Symmetrical distributions can also have multiple peaks. Figure 20 shows a bimodal distribution, named for the two peaks that lie roughly symmetrically on either side of the center point. As we will see in the next chapter, this is not a particularly desirable characteristic of our data, and, worse, this is a relatively difficult characteristic to detect numerically. Thus, it is important to visualize your data before moving ahead with any formal analyses.

image

Figure 20. A bimodal distribution

Distributions that are not symmetrical also come in many forms, more than can be described here. The most common asymmetry to be encountered is referred to as skew, in which one of the two tails of the distribution is disproportionately longer than the other. This property can affect the value of the averages we use in our analyses and make them an inaccurate representation of our data, which causes many problems.

Skew can either be positive or negative (also known as right or left, respectively), based on which tail is longer. It is very easy to get the two confused at first; many students want to describe the skew by where the bulk of the data (larger portion of the histogram, known as the body) is placed, but the correct determination is based on which tail is longer. You can think of the tail as an arrow: whichever direction the arrow is pointing is the direction of the skew. Figures 21 and 22 show positive (right) and negative (left) skew, respectively.

image

Figure 21. A positively skewed distribution

image

Figure 22. A negatively skewed distribution

A tip to remember skewness

Tip: Take a look down at your feet!

The left foot shows a negative skew (tail is pinky).  The right foot is a positive skew.

Recap

Whether you are using a table or a graph the same two elements of frequency distribution must be present:

  1. the entire set of categories that make-up the original distribution must be included
  2. a record of the frequency, or number of individuals in each category within the distribution must be included

Examining our data graphically is useful and there are different choices in graphing depending on what is needed and the type of data you have. The scale of measurement determines the most appropriate graph to use. Bar charts are used to display qualitative data along a nominal or ordinal scale of measurement. Histograms, frequency polygons, stem and leaf plots, and box plots are most appropriate when using interval or ratio scales of measurement.
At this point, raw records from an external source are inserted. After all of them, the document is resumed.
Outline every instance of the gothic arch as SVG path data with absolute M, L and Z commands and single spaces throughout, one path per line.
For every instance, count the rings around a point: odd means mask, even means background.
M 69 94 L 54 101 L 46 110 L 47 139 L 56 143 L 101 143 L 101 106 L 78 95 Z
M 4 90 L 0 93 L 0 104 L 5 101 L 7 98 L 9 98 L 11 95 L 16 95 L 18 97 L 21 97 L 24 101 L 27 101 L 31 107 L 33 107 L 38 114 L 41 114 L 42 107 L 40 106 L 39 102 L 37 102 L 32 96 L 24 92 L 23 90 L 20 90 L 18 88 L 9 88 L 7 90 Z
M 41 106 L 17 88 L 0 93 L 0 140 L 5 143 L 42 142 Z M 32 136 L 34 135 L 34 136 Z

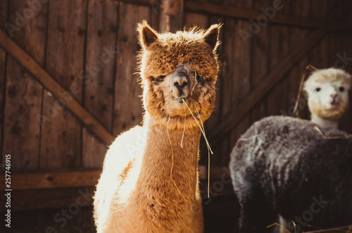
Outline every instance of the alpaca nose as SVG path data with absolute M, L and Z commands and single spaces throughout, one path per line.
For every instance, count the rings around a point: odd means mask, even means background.
M 174 86 L 182 91 L 188 84 L 188 80 L 184 76 L 176 76 L 173 80 Z
M 172 81 L 172 94 L 177 99 L 187 98 L 189 96 L 189 80 L 182 73 L 175 75 Z

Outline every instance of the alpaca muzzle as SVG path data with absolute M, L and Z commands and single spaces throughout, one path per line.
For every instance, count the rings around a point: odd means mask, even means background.
M 188 71 L 183 66 L 178 67 L 175 71 L 171 83 L 174 98 L 182 101 L 182 98 L 186 99 L 189 96 L 190 82 Z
Box plots provide basic information about the distribution, examining data according to quartiles. By examining a box plot you are able to identify more about the distribution (see Figure X). For example, a distribution with a positive skew would have a longer box and whisker above the 50th percentile (median) in the positive direction than in the negative direction (middle boxplot in Figure 23). Box plots are good at portraying extreme values and are especially good at showing differences between distributions. However, many of the details of a distribution are not revealed in a box plot and to examine these details one should use create a histogram and/or a stem and leaf plot.
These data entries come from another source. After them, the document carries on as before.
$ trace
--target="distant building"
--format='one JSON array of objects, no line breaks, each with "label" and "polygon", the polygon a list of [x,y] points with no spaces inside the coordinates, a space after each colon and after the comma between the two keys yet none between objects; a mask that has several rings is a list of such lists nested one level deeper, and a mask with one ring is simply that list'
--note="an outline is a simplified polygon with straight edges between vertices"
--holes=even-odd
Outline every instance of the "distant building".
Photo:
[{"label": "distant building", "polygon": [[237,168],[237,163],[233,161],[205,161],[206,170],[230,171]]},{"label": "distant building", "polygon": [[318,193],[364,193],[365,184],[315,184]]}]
Figure 23. Examples of distributions in Box plots.

Graphing Beyond Frequency

In this section, we will briefly review some graphing techniques that extend beyond reporting frequencies.
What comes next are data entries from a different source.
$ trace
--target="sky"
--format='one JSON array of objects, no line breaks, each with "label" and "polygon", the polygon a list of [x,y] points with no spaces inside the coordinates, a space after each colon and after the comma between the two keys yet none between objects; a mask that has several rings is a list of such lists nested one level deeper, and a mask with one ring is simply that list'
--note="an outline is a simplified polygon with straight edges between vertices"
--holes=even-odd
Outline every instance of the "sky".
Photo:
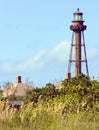
[{"label": "sky", "polygon": [[0,0],[0,84],[65,79],[73,13],[83,12],[90,77],[99,76],[98,0]]}]

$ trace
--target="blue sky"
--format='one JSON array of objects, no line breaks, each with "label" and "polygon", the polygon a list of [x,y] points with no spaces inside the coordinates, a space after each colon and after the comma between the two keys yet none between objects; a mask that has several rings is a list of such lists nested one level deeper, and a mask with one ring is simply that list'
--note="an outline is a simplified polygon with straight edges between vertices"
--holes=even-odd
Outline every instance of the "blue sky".
[{"label": "blue sky", "polygon": [[65,78],[73,12],[84,13],[90,76],[99,76],[98,0],[0,0],[0,84],[28,78],[34,86]]}]

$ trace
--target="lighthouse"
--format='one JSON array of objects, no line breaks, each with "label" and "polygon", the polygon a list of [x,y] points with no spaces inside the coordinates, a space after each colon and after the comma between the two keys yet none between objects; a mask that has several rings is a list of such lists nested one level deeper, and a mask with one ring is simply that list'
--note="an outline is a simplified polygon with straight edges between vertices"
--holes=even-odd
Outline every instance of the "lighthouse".
[{"label": "lighthouse", "polygon": [[78,8],[77,11],[73,13],[73,21],[72,25],[70,25],[70,30],[73,32],[68,62],[68,71],[66,74],[67,79],[71,78],[72,64],[74,66],[75,77],[83,73],[82,68],[84,67],[84,65],[86,69],[85,75],[89,77],[84,39],[84,31],[86,30],[86,28],[87,26],[84,25],[83,13],[80,12]]}]

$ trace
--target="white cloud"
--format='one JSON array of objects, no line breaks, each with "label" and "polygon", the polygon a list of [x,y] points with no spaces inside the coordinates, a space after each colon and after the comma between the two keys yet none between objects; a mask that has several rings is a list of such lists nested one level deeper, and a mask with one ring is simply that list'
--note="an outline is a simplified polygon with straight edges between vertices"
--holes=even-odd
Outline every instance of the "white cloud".
[{"label": "white cloud", "polygon": [[68,59],[69,44],[66,41],[59,43],[50,50],[43,50],[23,61],[6,61],[1,64],[1,70],[7,73],[38,72],[48,64],[64,62]]}]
Bar charts beyond frequency

In this section we show how bar charts can be used to present other kinds of quantitative information, not just frequency counts. The bar chart in Figure 24 shows the percent increases in the Dow Jones, Standard and Poor 500 (S & P), and Nasdaq stock indexes from May 24th 2000 to May 24th 2001. Notice that both the S & P and the Nasdaq had “negative increases” which means that they decreased in value. In this bar chart, the Y-axis is not frequency but rather the signed quantity percentage increase.

image

Figure 24. Percent increase in three stock indexes from May 24th 2000 to May 24th 2001.

Bar charts are particularly effective for showing change over time. Figure 25, for example, shows the percent increase in the Consumer Price Index (CPI) over four three-month periods. The fluctuation in inflation is apparent in the graph.

image

Figure 25. Percent change in the CPI over time. Each bar represents a percent increase for the three months ending at the date indicated.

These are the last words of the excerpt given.